Die Einkaufsgewohnheiten der Menschen haben sich in den letzten Jahren grundlegend verändert, und der rasante Vormarsch des E-Commerce hat diese Entwicklung noch einmal drastisch beschleunigt. Wer heute in deutschen Innenstädten unterwegs ist, sieht immer öfter geschlossene Ladengeschäfte oder große Ketten, die ihre Filialen verkleinern. Gleichzeitig boomen Online-Shops und Lieferdienste, die rund um die Uhr erreichbar sind.
Die Frage, wie der Einzelhandel der Zukunft aussehen könnte, ist deshalb längst mehr als eine akademische Überlegung. Tatsächlich steht die Branche vor einer entscheidenden Weichenstellung, bei der sich zeigen wird, welche Unternehmen ihre Strategien auf das veränderte Käuferverhalten ausrichten können – und welche den Anschluss verpassen.
Viele klassische Einzelhändler müssen erkennen, dass ihr bisheriges Geschäftsmodell in seiner bisherigen Form nicht mehr ausreicht.
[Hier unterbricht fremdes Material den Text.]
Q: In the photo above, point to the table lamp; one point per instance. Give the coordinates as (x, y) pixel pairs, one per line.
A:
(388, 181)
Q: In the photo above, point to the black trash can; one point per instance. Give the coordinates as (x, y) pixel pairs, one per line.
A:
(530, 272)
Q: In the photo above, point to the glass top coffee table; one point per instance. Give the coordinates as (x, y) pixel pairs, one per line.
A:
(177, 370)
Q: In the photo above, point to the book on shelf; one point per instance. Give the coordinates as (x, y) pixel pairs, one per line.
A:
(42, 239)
Vorbei sind die Zeiten, als Kunden fast zwangsläufig ins Stadtzentrum strömten, um dort in einer Handvoll großer Geschäfte alles Nötige zu finden. Heute lassen sich nicht nur kleine Besorgungen, sondern auch umfangreiche Einkäufe bequem per Mausklick erledigen, oft noch am selben Tag. Diese Entwicklung sorgt in manchen Bereichen für einen Strukturwandel, der hinter den Kulissen bereits massiv im Gange ist. Unternehmen aus allen Sparten loten neue Konzepte aus, um den digitalen Wandel zu bewältigen. Man kann beobachten, dass immer mehr Händler ihre Ladenlokale zu multimedialen Showrooms umfunktionieren oder auf erlebnisorientiertes Shopping setzen, bei dem der Kunde vor allem eine einzigartige Atmosphäre sucht, um anschließend doch online zu bestellen.
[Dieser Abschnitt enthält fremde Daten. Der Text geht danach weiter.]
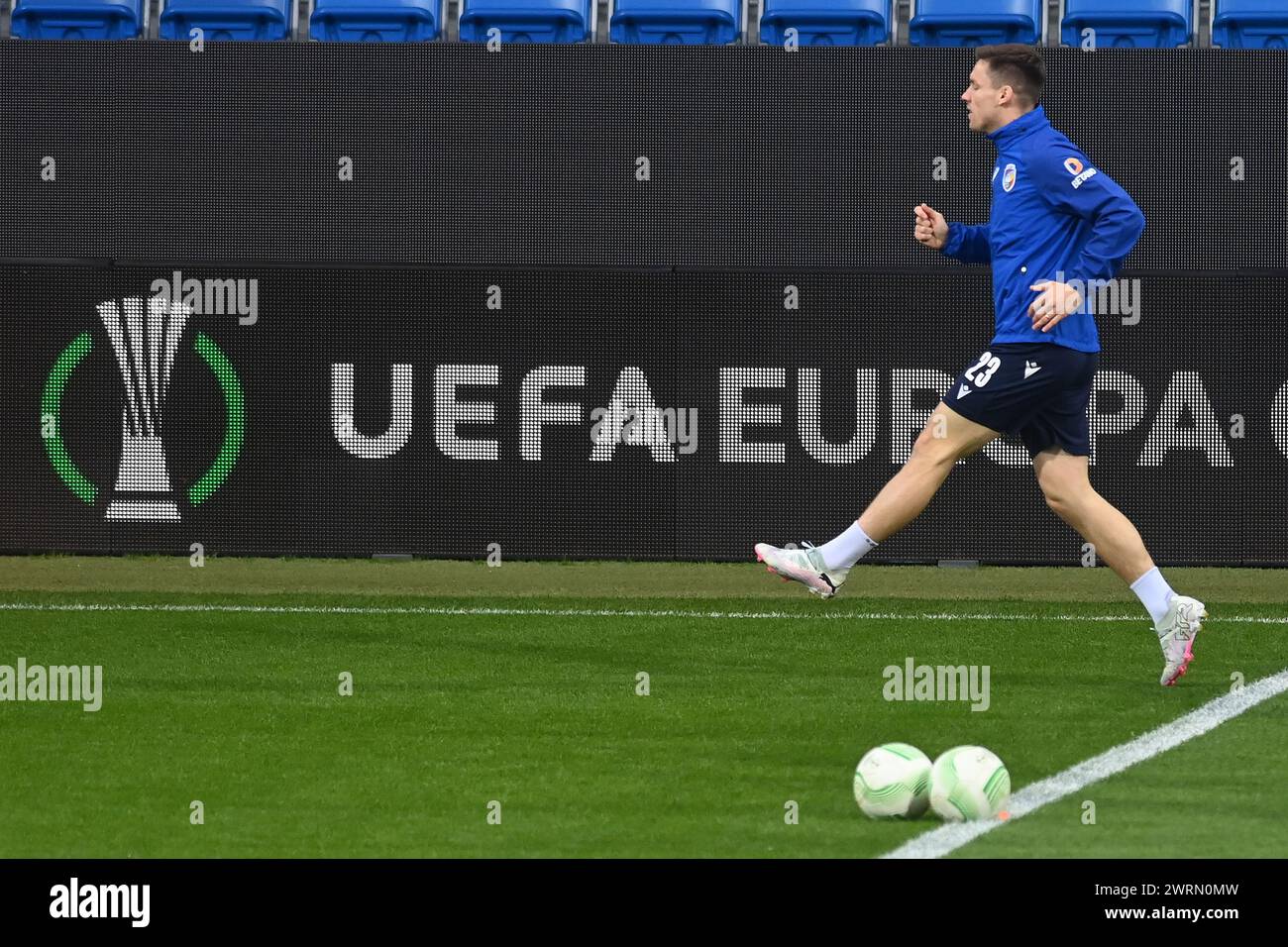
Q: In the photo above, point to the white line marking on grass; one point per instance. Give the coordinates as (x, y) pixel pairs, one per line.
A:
(581, 612)
(941, 841)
In der Praxis wird deutlich, dass Kunden und Kundinnen zunehmend hybride Wege bevorzugen. Wer sich für ein Produkt interessiert, informiert sich zunächst online, vergleicht Preise oder studiert Testberichte. Nicht selten geschieht das im gleichen Moment, in dem man noch durch ein Geschäft bummelt und das Produkt in die Hand nimmt. Ist der Preis im Netz günstiger oder bietet ein Online-Shop zusätzliche Services wie eine schnelle Heimlieferung, weicht das Interesse schnell von der realen Filiale ab. Auf der anderen Seite greifen Kundinnen und Kunden bei bestimmten Produkten bevorzugt zu, wenn sie sie direkt sehen, fühlen oder anprobieren können. Dieses Spannungsverhältnis lässt sich nur auflösen, indem Händler beide Welten geschickt miteinander verbinden.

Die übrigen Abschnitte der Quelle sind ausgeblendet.